Saturday, October 5, 2019

What did Donald Trump do today?

He insisted everything was fine with the North Korea talks that North Korea has walked out of.

The North Korean envoy to nuclear talks with the United States has left a meeting in Sweden and declared himself "very displeased." Kim Myong-gil addressed reporters today:

The negotiation did not live up to our expectations and broke down. I am very displeased. It is entirely because the U.S. has not discarded its old stance and attitude that the negotiation this time failed to produce any results. 
...While having so far hinted at a flexible approach, new method and creative solution, the U.S. has heightened expectations. But it came out with nothing, greatly disappointed us and sapped our appetite for negotiations.
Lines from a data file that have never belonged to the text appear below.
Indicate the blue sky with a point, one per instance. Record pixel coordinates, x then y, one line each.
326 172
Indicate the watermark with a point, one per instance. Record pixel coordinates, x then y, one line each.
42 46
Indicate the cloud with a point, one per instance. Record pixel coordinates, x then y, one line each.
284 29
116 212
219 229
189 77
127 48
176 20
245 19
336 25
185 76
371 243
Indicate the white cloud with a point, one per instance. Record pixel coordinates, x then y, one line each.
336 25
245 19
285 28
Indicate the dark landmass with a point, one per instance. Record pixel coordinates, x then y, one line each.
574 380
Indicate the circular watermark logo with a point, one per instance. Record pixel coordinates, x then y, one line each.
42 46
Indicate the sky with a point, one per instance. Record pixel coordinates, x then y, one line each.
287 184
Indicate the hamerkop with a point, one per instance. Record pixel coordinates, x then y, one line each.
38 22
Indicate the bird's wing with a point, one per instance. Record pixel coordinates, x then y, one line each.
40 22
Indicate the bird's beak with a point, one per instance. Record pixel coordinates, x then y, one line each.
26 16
We have already clearly explained to the U.S. what calculation method was needed and given it sufficient time, but the U.S. came to the negotiations empty-handed and this, after all, shows it is not willing to solve the issue.
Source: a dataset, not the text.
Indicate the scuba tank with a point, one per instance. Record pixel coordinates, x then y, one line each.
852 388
Trump's State Department, on the other hand, insisted that everything was fine. In a statement, a spokesperson claimed that the North Korean comments "do not reflect the content or the spirit" of the talks, and said that the U.S. had "proposed to accept the invitation of our Swedish hosts to return to Stockholm to meet again in two weeks time, in order to continue discussions." North Korea has not agreed to come back to the table.

Under normal circumstances, North Korean claims should be treated very skeptically. But more or less by definition, if a country says talks with an enemy nation aren't going well, they aren't.

Trump long ago declared the North Korean nuclear threat over, which has given Kim Jong-un a great deal of leverage over him, since Trump can hardly afford another high-profile failure in an election season. But in reality, the Kim regime has taken no steps whatsoever towards denuclearization—or even agreed that "denuclearization" means giving up its nuclear arsenal. Instead, it has ramped up its missile program

To be clear, Trump himself made no comment on North Korea today, spending his Saturday as usual playing golf and rage-tweeting. In fact, Trump has almost completely avoided the topic of North Korea for months, except to shrug at missile tests and enthuse about the letters he gets from Kim Jong-un.

Why does this matter?

  • This is why you don't declare a problem solved until it's actually solved.
  • The safety of the United States from nuclear-armed dictators is more important than Donald Trump's political problems.